Chanel's world-wide reputation cannot conceal the entirely
family-owned structure of its capital, which, as far as
perfumes are concerned, has been held by the Wertheimer
family since 1924. The group is not quoted on the stock
exchange and is usually most reticent about its figures.
With Chanel No.5, No.19, Coco, Cristalle, Egoïste,
the group, which also owns Ungaro perfumes, is ranked sixth
in the world and fourth in France after L'Oréal, LVMH and
Elf-Aquitaine.
For many years the company was closely linked with the
personality of its founder, Coco Chanel;
today, it is a major international group. Its American
subsidiary and, more particularly, its chairman Alain
Wertheimer, has just bought up a leading Bordeaux wine,
Château Rausan-Ségla, a Margaux deuxième cru classé. The
start, perhaps, of a policy of diversification in
perfume for women ...
Christian Dior - is more than a trademark, it is a legend.

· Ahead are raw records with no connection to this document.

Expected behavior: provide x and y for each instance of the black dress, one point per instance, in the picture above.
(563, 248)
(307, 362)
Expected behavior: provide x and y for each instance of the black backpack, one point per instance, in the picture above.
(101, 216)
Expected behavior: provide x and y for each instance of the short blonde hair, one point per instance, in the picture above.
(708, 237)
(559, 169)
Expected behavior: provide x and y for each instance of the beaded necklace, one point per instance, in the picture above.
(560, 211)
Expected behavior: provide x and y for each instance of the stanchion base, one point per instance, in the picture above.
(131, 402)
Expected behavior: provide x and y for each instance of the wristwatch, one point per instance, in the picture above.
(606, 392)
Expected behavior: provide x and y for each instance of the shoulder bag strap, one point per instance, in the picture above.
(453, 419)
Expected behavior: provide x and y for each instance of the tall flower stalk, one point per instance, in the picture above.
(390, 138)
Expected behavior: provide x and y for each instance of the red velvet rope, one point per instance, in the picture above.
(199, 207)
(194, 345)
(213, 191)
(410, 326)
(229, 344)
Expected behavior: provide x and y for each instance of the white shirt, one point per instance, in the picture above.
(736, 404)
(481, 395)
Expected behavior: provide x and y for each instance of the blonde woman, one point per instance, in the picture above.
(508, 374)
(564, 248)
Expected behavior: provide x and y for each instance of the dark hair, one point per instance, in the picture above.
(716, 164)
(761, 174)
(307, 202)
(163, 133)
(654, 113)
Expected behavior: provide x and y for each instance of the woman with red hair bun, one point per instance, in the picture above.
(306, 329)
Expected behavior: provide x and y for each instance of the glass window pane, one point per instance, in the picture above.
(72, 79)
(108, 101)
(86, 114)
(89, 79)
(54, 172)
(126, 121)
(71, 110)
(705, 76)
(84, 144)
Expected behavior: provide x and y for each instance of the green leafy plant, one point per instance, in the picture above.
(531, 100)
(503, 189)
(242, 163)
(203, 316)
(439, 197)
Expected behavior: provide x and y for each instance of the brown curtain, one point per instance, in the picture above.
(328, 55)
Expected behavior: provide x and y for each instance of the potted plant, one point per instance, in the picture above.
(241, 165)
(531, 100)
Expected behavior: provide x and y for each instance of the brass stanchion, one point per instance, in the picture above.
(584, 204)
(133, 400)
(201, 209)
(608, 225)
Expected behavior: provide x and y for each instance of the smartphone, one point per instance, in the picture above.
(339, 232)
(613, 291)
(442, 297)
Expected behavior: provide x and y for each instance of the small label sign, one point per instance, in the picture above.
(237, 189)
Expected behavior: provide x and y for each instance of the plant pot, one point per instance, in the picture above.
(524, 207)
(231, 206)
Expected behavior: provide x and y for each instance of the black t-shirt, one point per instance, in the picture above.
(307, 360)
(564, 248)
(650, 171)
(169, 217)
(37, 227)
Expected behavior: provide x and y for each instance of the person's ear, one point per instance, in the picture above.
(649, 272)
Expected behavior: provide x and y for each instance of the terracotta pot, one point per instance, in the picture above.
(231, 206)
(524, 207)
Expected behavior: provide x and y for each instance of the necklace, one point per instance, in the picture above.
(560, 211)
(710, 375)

Founded in 1947, the House at 30, Avenue Montaigne, near the
Champs-Elysées, rhymes with the unavoidable new look and the
image of the eternal Parisian woman with her fine shoulders
and narrow waist. In the space of ten years, from 1947 to
1957 (the date of his death), Christian Dior
succeeded in creating a fashion house whose name is famous
the world over. He was a pioneer inasmuch as he was the
first to develop "licences" for stockings, cosmetics,
womens perfume and all accessories, a policy that has
been much imitated since.
The "CD" set within a Louis XVI style medallion is more
than a trademark, it is a legend. The House of Dior was
bought up in 1987; today, it belongs to the world's leading
manufacturer of luxury goods, the Louis-Vuitton-Moët-Hennessy
Group. The artistic directorship of the fashion and
fragrance house is now in the hands of the Italian
Gianfranco Ferré for whom "Dior is the Watteau of couturiers,
full of nuances, delicate and chic. Being Italian in a house
of French tradition is to participate ahead of one's time in
the Europe of 1992."
Hence, the loyalty displayed by this Pavarotti of the
fashion world to a savoir faire guaranteed by the Dior
workshops, from suits with sable piping to sumptuous gala
gowns that afford a sense of structure to romantic dreams.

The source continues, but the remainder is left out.